Addressed students from the UK Defence Academy--Joint Services Command and Staff College, who are undertaking the Advanced Command and Staff Course.

I welcome these students, led by Colonel Martin Mackey, to Uganda. Our discussion centred on why Africa has lagged behind in development despite having a huge deposit of natural resources.

From my understanding and having been involved in issues concerning Africa, I have identified 10 strategic bottlenecks that have caused this lag. For our engagement, I focused on two main ones.

First is the issue of emphasising identity at the expense of interests. Europe at some stage had this problem, for instance the conflicts between catholics and protestants. But they were overcome.

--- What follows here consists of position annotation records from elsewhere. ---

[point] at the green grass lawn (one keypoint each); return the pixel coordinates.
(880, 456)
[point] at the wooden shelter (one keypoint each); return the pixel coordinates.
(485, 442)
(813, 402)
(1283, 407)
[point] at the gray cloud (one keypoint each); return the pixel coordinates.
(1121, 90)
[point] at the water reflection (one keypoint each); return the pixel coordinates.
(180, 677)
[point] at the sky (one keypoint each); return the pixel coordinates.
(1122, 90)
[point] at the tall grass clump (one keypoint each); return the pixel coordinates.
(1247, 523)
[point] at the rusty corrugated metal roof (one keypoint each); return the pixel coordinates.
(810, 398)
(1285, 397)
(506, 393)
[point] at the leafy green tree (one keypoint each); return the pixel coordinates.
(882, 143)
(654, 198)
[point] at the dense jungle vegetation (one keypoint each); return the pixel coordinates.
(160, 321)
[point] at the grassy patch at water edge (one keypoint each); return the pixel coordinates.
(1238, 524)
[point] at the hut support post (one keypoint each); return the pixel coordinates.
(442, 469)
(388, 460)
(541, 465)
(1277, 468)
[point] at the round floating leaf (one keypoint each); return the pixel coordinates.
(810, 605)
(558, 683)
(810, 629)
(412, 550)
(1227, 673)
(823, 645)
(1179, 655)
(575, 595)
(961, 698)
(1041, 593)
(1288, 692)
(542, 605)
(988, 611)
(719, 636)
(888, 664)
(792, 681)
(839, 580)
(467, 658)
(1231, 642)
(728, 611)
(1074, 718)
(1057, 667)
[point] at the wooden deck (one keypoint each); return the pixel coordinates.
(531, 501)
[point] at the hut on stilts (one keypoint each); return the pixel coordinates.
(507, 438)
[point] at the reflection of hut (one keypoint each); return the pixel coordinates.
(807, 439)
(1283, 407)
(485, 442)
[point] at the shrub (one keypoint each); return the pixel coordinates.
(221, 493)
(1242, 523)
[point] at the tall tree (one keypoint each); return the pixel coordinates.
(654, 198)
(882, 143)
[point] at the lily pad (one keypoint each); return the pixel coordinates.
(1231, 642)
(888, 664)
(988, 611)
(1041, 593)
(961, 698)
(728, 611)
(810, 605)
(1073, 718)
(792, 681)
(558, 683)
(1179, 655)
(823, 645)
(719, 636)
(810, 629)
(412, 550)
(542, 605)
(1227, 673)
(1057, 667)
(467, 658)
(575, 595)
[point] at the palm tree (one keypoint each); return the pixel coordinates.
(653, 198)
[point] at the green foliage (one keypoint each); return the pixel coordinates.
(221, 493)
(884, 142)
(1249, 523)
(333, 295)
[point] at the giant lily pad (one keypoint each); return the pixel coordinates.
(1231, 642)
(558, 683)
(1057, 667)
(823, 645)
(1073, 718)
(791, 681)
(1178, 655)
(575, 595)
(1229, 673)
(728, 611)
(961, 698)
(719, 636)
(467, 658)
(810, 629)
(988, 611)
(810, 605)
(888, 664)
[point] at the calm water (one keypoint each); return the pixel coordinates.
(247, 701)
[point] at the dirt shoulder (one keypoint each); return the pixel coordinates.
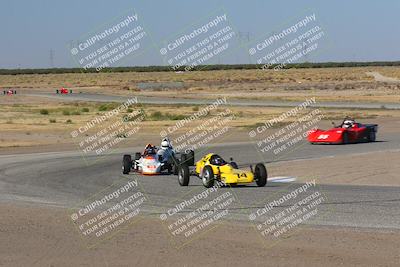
(377, 168)
(44, 236)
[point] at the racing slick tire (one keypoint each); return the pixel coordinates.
(260, 175)
(345, 138)
(127, 164)
(371, 136)
(183, 175)
(175, 167)
(234, 165)
(207, 177)
(188, 158)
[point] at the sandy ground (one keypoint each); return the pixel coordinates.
(378, 168)
(50, 240)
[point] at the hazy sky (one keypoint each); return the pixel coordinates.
(361, 30)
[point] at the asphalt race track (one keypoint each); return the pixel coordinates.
(66, 179)
(173, 101)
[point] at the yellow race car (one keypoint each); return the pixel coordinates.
(213, 168)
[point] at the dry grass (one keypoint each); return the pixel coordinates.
(24, 125)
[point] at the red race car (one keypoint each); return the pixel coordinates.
(63, 91)
(10, 92)
(349, 131)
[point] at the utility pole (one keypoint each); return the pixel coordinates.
(245, 36)
(51, 58)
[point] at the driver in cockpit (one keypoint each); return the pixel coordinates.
(348, 123)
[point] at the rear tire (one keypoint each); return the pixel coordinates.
(345, 138)
(207, 177)
(175, 167)
(188, 158)
(260, 175)
(127, 164)
(183, 175)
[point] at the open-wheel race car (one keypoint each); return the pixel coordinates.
(63, 91)
(349, 131)
(152, 161)
(212, 168)
(9, 92)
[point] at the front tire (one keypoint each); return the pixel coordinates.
(183, 175)
(345, 138)
(234, 165)
(207, 177)
(371, 136)
(260, 175)
(126, 164)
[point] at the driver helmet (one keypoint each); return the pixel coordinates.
(348, 123)
(165, 143)
(149, 149)
(217, 160)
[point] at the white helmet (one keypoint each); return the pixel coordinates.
(165, 143)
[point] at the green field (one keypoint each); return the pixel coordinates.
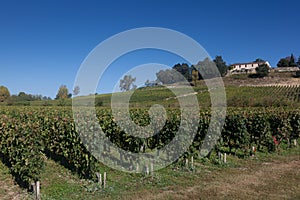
(40, 143)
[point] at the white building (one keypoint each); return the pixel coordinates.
(247, 67)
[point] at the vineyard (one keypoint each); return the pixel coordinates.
(29, 134)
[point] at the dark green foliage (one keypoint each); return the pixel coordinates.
(28, 133)
(221, 65)
(127, 83)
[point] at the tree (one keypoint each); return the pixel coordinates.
(169, 76)
(283, 62)
(184, 70)
(262, 70)
(4, 93)
(221, 65)
(126, 83)
(259, 60)
(76, 90)
(62, 93)
(292, 62)
(207, 69)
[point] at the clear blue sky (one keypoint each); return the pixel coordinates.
(43, 43)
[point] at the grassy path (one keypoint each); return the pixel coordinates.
(8, 189)
(272, 177)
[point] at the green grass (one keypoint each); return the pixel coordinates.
(60, 183)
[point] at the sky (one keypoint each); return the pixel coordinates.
(44, 43)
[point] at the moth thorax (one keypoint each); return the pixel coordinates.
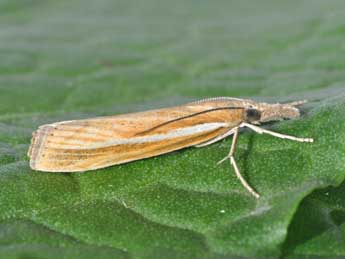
(252, 115)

Africa has had a number of bankrupt leaders who promote this kind of ideology and thus sustain this conflict. Identity is good, we should know who we are. But we must ask what our interests are.

Our interest should be prosperity through production of goods and services, which is more important and should override identity. To counter sectarianism, the NRM government promotes patriotism and Pan-Africanism.

The other bottleneck is the small fragmented markets which cannot sustain and stimulate mass production, creating a problem for the producers and service providers. Africa cannot, therefore, favourably compete with other continents.

However, we are gradually addressing these bottlenecks and in Uganda's case, we shall in the next couple of years move into the middle income bracket.